Wednesday, 19 December 2018

Promoting Cycling: Motion [Private Members]

 

6:15 pm

Photo of John LahartJohn Lahart (Dublin South West, Fianna Fail) | Oireachtas source

I thank my colleague, Deputy Troy, for raising this issue. I thank those in the Gallery for their patience. There are a number of issues but I will frame my short contribution around several key points. Clearly cycling's time has come. There has never been such an appetite or enthusiasm for cycling and such a growth in cycling and the use of bicycles in Ireland. I am particularly referencing this as Dublin spokesperson. There is a huge desire on the part of people of all age groups and genders not only to do their bit for climate change but to do something they enjoy, which is cycling, whether to work, as part of an amateur sporting pursuit or just a leisure activity. The proof of the pudding in terms of cycling safety will be when parents of 11 or 12 year olds feel safe in allowing them to cycle alone on properly segregated off-road obstacle free cycle tracks. I am speaking about this from a national perspective but specifically from a Dublin perspective.

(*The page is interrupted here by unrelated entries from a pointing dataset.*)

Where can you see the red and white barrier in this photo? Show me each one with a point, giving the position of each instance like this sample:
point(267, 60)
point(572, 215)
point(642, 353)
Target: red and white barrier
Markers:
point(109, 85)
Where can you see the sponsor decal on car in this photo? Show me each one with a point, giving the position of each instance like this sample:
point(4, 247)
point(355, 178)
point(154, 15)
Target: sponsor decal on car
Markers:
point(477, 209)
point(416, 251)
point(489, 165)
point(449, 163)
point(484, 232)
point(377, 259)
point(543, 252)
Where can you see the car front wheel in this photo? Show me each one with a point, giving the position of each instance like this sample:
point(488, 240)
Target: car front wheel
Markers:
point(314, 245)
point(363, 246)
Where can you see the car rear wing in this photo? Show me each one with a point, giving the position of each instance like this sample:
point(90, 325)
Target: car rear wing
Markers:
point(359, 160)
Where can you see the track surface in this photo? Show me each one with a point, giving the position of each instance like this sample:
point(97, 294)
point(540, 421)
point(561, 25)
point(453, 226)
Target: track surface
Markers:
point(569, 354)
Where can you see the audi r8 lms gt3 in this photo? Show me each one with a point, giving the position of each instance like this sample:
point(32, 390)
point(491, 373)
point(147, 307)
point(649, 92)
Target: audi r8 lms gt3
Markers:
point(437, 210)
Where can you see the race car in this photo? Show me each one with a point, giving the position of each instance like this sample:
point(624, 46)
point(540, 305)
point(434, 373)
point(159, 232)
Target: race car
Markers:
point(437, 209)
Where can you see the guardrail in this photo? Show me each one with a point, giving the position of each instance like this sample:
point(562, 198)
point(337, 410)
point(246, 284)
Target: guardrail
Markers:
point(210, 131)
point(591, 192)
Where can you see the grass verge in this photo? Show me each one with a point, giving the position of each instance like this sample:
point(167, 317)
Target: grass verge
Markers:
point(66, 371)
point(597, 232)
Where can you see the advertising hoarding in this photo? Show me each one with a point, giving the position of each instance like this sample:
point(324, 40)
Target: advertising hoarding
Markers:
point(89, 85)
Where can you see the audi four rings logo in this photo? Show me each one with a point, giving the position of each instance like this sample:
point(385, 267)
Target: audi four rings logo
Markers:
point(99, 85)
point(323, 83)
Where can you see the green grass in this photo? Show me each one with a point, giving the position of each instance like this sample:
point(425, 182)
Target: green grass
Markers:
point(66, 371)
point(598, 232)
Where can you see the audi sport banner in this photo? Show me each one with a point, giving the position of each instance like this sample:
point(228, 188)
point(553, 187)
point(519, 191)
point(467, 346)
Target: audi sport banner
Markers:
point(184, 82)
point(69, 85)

I commend Deputy Troy because we on this side of the House have raised this issue continuously. There will be a day of reckoning on the issue of cycling when parties will go before the people and we will be able to say these are our ideas, we have given an awful lot of thought to this and we have engaged with all of the cycling bodies, regardless of size and scale, to get their ideas and involvement in the development of innovative policy. At some time in the future, parties will go before the electorate and will be able to state what they are offering. There will be others who will have to state they had huge power and influence but, unfortunately, concentrated a lot of that power into stuff that was not germane to the Ministry or Department they had authority over.

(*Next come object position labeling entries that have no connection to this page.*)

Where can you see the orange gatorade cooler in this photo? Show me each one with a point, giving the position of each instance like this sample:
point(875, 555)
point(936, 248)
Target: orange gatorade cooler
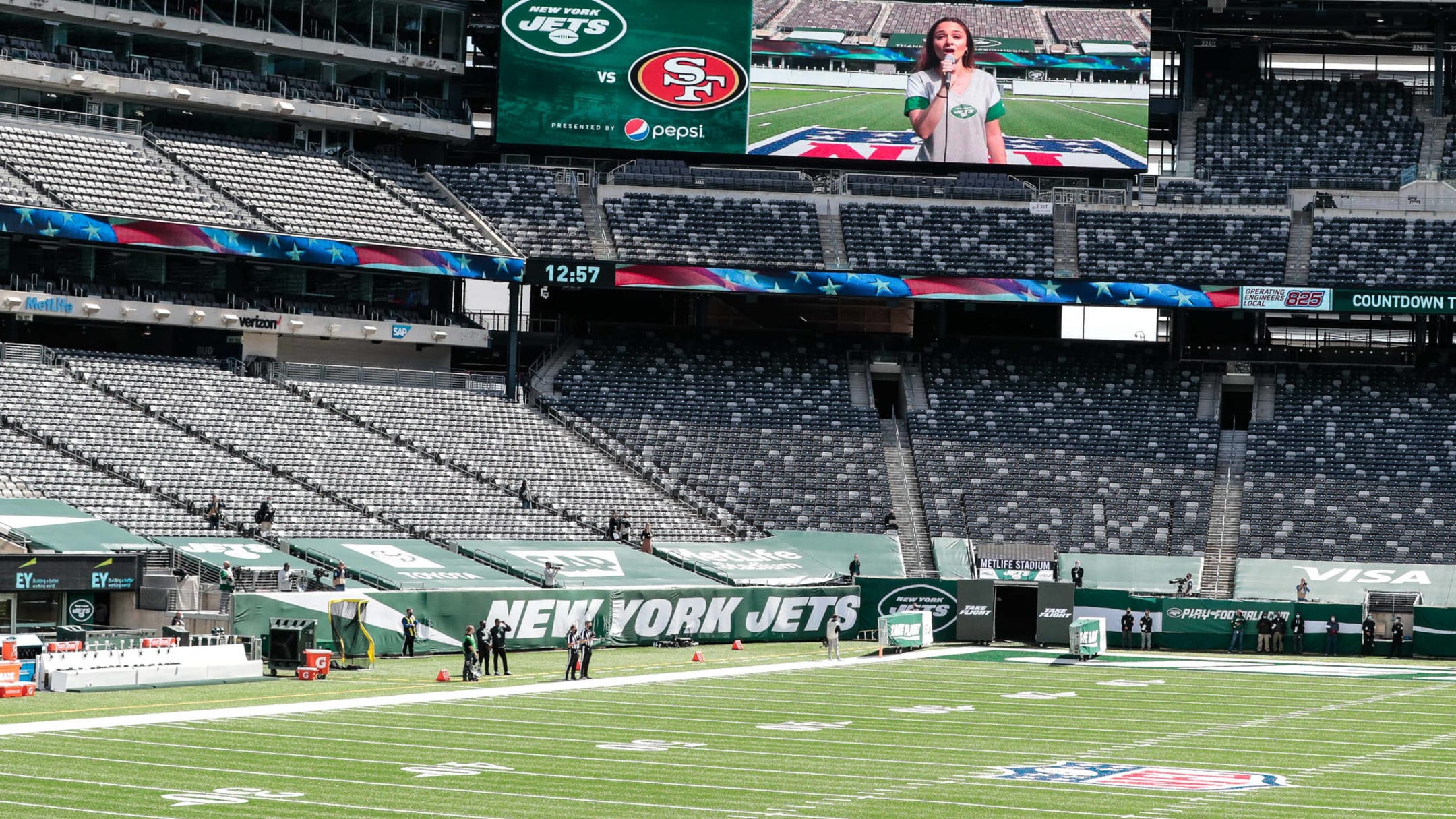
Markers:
point(317, 659)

Deputy Troy raised the issue of what happens in the gap between 2018 and 2027 when all of the BusConnects projects are to be completed. The Minister does gravity exceptionally well but he does not do urgency particularly well. The climate change urgency is something this side of the House takes particularly seriously. Someone needs to lead the debate on the public space that motorists by and large have taken for granted as theirs over the years. It does not belong exclusively to them anymore. It is a space that must be shared with cyclists, pedestrians and public transport. This is a step change that has to be made and it requires significant leadership. It has to include advances that no one seems to have taken into account, such as scooters and electric bikes, because our existing bus lanes do not cater for their speed.

These are the key points on which the Minister must lead. It will require radical decisions and a lot of leadership to persuade the public that the public realm must be shared.

Cycling's time has come and the Minister must give us ideas. We have plenty of them on this side of the House. What does the Minister intend to do now before BusConnects and cycling infrastructure is built out?